Interestingly, the question implies that leaders be the result of what followers do or don’t do.
It echoes what R. Spillane and J-E. Jouillé (ref. Philosophy of Leadership: The Power of Authority) suggest when they write “we cannot understand leadership as such unless we attend to the reasons that motivate followership.” (2015)
The author of the article argues that the motivations behind the Trump election can be found in “the darker feelings and frustrations within segments of the population [of the USA].” Eventually, those low-morale motives mobilize the corresponding behaviours in the so-called well-suited leader.

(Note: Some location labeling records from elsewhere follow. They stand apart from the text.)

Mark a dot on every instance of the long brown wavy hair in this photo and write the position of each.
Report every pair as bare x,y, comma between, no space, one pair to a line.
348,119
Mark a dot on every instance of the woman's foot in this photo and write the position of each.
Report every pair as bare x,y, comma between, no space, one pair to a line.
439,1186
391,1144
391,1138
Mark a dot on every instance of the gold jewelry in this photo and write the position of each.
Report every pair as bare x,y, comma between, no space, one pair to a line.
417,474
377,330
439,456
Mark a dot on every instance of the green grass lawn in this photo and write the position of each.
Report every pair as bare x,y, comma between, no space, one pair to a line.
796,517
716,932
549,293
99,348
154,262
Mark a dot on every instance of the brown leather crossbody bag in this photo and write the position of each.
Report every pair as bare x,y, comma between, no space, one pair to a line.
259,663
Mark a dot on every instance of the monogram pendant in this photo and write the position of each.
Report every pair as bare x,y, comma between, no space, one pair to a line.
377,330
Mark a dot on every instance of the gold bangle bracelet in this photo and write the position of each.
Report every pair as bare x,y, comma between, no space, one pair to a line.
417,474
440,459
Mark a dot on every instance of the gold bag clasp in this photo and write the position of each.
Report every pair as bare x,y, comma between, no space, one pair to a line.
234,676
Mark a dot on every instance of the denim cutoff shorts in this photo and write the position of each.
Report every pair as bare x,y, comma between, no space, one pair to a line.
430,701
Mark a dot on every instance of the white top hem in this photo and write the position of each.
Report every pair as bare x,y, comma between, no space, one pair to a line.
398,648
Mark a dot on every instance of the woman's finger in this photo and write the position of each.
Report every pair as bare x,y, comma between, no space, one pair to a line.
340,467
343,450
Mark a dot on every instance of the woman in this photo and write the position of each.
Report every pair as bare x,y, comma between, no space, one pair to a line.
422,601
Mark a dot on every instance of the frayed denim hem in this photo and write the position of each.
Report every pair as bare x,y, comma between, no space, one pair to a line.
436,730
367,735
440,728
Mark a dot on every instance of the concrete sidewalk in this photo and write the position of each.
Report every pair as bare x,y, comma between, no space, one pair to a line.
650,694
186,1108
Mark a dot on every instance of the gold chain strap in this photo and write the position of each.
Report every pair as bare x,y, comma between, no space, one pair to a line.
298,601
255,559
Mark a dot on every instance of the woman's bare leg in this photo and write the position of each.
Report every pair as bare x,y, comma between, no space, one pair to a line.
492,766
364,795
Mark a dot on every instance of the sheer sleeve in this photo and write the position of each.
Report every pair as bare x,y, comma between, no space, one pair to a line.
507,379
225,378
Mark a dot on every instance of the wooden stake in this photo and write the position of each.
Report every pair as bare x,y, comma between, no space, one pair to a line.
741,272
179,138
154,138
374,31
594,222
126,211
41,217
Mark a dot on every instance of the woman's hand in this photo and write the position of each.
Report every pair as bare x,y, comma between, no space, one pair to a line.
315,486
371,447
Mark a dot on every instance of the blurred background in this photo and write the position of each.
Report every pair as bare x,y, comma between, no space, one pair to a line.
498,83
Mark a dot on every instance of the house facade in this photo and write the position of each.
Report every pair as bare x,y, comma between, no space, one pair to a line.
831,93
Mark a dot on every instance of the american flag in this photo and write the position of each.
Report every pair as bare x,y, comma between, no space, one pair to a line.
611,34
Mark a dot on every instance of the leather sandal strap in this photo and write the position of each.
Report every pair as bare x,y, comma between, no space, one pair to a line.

Yesterday, in the French newspaper Le Monde, the journalist Sylvie Kauffmann (“Face au coronavirus, un monde sans leader.” argued that from the COVID-19 crisis emerges a world without leaders.
To me, such a view disregards how the darker feelings and frustrations of humankind can express themselves through the fabric of leaders.
I would claim those fears and frustrations (often directed towards others and the uncertainty about the future) are to some extent in any one of us.
Moreover, history shows that when a significant number of group members calls for a leader based on those motives, the “fabric of leaders” will sooner or later mobilize a leader willing to address them at any cost – often in the course of the war.
Hence, as the author of the article says, people all over the world must themselves [not only] have the strength to ask, “What types of leaders do we require if we are to move forward?” but also what are their motives behind their choices.
Would those motives end up mobilize the virtuous qualities in their leaders or the bad ones? The crisis and the rise of anxiety and suffering created will make those self-reflective stances of any followers not only more challenging but also more critical for our shared future.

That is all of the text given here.